Spinal cord stimulation promising for pain and motor symptoms in Parkinson’s disease
A single-arm prospective multicentre case series of 15 patients with Parkinson’s disease points to potential utility of spinal cord stimulation (SCS) in alleviating pain and motor symptoms.
“Although dopamine and deep brain stimulation [DBS] are the gold standard of PD treatment, both have severe limitations and side effects, such as dyskinesias, gastrointestinal disturbances, orthostatic hypotension, anxiety and hallucinations for dopamine, and the risk of intracranial bleeding, seizures, infection and hardware issues associated with DBS,” noted the researchers. “SCS has been shown to stimulate large non-nociceptive myelinated fibres of peripheral nerves and improve motor symptoms of PD, suggesting it may be an excellent therapeutic option for PD.” [Neurosurg Rev 2016;39:27-35; Mov Disord 2018;33:783-792].
Study participants (mean age, 74 years; average PD duration, 17 years) received one of three stimulation modes: continuous tonic stimulation, continuous burst stimulation (40 Hz, 500 Hz, 1,000 μs), or cycle mode (on time of 10–15 s, off time of 15–30 s) with burst (40 Hz, 500 Hz, 1,000 μs). One or two percutaneous electrodes were implanted in the epidural space on the dorsal midline at the level of the thoracic or cervical spine and connected to an implantable pulse generator. [Bioelectronic Medicine 2020;6:18]
“All patients experienced significant improvement in Visual Analogue Scale [VAS] for pain scores after implantation of SCS [two-tailed t-test, p<0.005],” reported the researchers.
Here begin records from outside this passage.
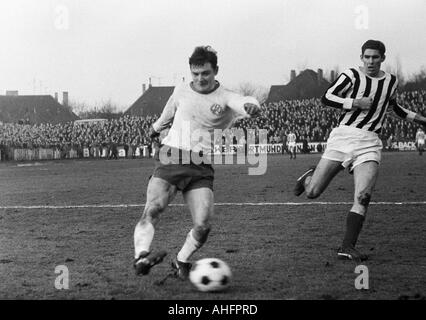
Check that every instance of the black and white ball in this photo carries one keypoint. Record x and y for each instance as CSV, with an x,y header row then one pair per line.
x,y
210,275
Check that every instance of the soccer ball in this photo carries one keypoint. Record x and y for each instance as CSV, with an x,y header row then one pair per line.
x,y
210,275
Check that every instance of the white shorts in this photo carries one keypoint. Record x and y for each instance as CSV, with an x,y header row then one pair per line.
x,y
353,146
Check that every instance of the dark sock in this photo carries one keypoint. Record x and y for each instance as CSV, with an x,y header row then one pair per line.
x,y
354,222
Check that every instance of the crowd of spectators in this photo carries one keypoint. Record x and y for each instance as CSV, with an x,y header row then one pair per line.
x,y
306,118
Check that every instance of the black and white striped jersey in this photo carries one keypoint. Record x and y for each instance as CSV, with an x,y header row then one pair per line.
x,y
355,84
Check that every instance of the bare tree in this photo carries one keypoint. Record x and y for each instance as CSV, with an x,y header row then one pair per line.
x,y
250,89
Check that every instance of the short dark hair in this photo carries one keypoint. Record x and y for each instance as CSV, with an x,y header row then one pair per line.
x,y
203,55
375,45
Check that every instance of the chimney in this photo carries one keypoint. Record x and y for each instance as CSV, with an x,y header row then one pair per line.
x,y
65,98
332,76
292,75
12,93
319,75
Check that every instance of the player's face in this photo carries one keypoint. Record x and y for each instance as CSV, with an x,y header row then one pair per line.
x,y
372,60
203,77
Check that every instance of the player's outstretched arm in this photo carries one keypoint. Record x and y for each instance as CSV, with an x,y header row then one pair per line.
x,y
407,114
166,117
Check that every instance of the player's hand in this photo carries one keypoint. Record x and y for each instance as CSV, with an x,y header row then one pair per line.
x,y
363,103
252,109
152,133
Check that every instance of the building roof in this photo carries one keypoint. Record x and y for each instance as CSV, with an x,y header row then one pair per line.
x,y
34,110
151,102
305,86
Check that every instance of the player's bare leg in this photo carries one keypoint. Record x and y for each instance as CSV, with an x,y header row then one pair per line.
x,y
316,179
200,202
365,177
159,195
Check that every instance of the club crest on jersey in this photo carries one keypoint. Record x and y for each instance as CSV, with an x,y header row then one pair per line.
x,y
217,109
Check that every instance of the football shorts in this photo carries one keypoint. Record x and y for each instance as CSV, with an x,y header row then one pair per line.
x,y
185,176
353,146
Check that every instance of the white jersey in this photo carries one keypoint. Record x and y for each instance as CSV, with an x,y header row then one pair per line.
x,y
291,138
420,137
196,115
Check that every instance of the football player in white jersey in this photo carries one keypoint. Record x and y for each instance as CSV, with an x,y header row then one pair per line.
x,y
420,140
194,110
363,94
291,141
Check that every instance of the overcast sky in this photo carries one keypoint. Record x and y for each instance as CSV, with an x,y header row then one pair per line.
x,y
105,49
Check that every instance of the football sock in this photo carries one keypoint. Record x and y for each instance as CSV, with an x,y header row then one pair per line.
x,y
190,246
308,180
354,222
144,233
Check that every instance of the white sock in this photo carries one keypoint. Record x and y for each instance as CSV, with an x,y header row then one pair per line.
x,y
189,247
144,233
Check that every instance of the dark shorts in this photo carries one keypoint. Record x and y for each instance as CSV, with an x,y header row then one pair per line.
x,y
185,176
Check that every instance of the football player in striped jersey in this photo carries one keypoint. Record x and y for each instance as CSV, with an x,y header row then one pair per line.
x,y
363,94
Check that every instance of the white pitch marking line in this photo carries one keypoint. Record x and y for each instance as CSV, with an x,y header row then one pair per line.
x,y
88,206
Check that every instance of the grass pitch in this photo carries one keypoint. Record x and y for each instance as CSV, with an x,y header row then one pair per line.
x,y
275,251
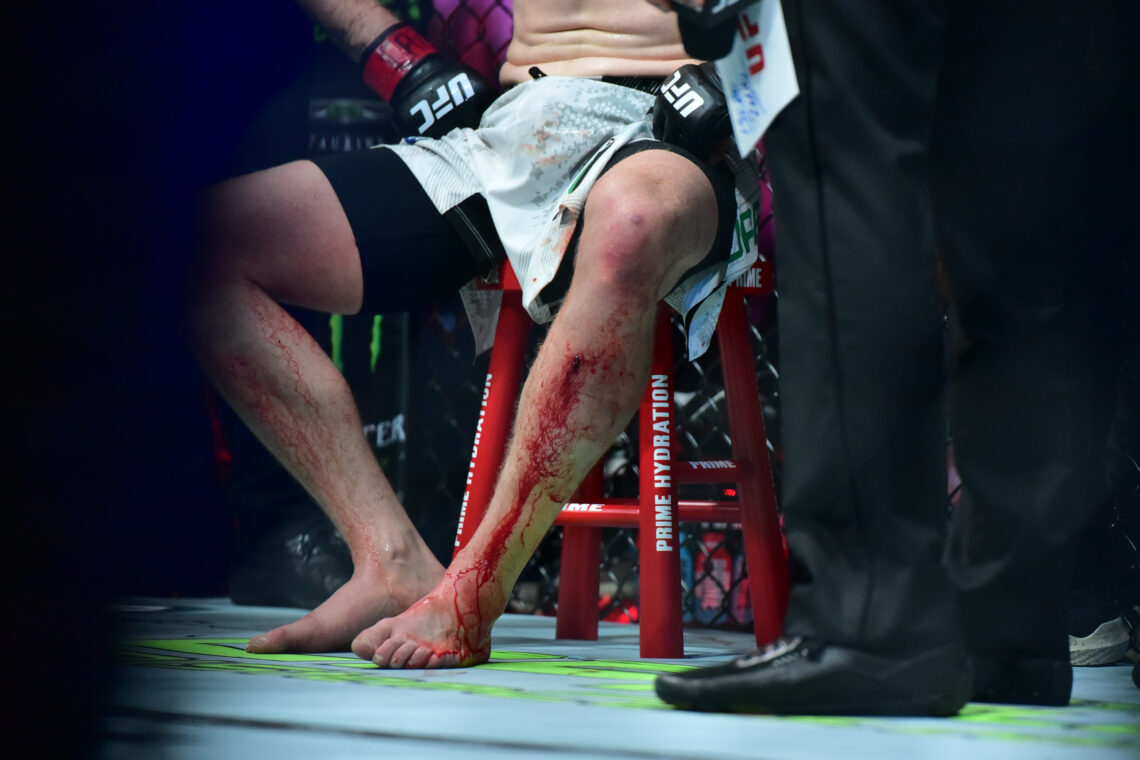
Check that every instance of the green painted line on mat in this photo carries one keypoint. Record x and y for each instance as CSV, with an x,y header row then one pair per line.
x,y
627,684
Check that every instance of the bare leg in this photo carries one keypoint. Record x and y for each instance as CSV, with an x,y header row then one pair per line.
x,y
281,235
646,221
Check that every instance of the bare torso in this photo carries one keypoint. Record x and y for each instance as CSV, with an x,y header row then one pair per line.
x,y
592,38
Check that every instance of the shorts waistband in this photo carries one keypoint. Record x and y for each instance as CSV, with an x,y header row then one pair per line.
x,y
650,84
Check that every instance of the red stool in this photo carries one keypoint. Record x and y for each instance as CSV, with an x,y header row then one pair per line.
x,y
657,511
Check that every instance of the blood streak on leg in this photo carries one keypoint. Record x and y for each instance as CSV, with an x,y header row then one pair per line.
x,y
546,451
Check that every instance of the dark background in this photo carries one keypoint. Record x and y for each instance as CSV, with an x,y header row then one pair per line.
x,y
117,114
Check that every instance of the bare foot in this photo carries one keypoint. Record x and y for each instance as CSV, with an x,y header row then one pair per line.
x,y
368,596
448,628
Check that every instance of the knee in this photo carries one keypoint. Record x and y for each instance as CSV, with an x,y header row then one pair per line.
x,y
635,240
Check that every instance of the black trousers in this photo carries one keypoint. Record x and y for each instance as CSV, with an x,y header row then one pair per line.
x,y
994,135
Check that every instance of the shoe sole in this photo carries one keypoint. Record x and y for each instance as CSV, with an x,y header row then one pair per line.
x,y
1104,646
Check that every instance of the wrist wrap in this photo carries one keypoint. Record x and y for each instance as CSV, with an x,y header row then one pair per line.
x,y
391,56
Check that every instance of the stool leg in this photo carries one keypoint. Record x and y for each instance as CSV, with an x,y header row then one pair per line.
x,y
496,414
578,573
660,635
764,553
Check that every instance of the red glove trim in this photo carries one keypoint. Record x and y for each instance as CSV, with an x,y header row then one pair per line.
x,y
392,55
Patients who chose cycling burst stimulation mode had an average 67 percent reduction in VAS scores, compared with a 48 percent reduction in the continuous burst mode group.
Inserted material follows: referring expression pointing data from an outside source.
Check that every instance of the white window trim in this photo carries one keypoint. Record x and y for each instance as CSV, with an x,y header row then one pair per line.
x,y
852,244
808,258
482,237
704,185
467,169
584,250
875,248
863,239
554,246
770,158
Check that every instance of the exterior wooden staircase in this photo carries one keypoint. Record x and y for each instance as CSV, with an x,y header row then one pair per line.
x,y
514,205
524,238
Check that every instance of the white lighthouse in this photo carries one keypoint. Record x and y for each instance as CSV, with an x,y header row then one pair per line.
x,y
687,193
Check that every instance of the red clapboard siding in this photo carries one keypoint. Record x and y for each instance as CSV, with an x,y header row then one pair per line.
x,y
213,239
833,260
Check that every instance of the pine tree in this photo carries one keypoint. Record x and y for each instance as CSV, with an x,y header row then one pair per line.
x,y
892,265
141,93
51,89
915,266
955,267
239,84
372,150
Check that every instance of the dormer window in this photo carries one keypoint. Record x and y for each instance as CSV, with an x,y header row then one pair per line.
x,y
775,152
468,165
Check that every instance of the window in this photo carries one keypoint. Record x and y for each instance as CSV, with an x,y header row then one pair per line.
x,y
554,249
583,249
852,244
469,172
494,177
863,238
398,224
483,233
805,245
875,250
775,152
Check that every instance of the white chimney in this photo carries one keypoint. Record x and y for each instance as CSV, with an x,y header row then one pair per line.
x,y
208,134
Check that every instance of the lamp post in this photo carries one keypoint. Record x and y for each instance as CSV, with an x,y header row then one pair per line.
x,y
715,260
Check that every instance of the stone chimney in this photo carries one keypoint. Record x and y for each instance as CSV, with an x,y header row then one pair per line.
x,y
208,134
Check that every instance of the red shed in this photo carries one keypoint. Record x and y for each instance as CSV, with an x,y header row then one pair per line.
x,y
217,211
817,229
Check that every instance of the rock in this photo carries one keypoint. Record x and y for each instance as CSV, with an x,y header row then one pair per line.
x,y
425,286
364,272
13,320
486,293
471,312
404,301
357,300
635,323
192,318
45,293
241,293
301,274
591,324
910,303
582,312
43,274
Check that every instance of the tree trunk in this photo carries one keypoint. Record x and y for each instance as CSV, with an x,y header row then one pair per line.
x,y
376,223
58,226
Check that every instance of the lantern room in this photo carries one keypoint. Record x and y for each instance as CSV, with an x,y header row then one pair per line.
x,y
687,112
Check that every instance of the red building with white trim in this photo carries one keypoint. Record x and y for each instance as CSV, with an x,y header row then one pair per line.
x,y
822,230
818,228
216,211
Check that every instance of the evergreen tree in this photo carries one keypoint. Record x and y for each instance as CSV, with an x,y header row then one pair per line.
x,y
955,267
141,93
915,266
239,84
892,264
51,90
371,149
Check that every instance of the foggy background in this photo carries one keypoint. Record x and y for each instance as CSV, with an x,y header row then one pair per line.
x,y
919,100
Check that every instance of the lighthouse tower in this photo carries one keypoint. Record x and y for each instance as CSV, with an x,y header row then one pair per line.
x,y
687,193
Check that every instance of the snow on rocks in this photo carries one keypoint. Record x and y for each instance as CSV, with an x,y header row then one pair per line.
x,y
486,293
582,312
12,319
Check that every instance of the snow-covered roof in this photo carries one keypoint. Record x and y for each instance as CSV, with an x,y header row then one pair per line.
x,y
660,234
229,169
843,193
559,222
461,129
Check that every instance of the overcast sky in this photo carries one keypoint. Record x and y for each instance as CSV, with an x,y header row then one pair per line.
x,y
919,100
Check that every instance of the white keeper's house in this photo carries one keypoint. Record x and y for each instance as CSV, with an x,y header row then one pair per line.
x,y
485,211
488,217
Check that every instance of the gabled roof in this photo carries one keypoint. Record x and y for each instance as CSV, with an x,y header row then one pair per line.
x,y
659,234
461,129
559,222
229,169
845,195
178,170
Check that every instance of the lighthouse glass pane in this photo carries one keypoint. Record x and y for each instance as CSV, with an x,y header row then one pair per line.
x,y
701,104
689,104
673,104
SCS was effective at improving pain in patients with or without prior DBS. “In patients who did not receive DBS prior to SCS, the average percent reduction [in VAS scores] was 57 percent [two-tailed t-test, p<0.0007], and for those who did receive DBS, the average percent reduction was 61 percent [two-tailed t-test, p<0.0001],” wrote the researchers.
A majority of patients also showed improvements in motor functioning after SCS. Of the 11 patients who were able to complete a 10-metre walk before and after therapy, eight (73 percent) showed improvement in their completion time, with an average improvement of 12 percent (two-tailed paired t-test, p=0.003).
In addition, of the 11 patients who completed Timed Up and Go (TUG), seven (64 percent) showed clinically significant improvement in their completion time, with an average improvement of 21 percent (two-tailed paired t-test, p=0.03). “When stratifying by stimulation parameters, patients with a continuous burst pattern had an 18 percent improvement in TUG scores, while patients on cycling mode burst stimulation had a 7 percent worsening in scores,” noted the researchers.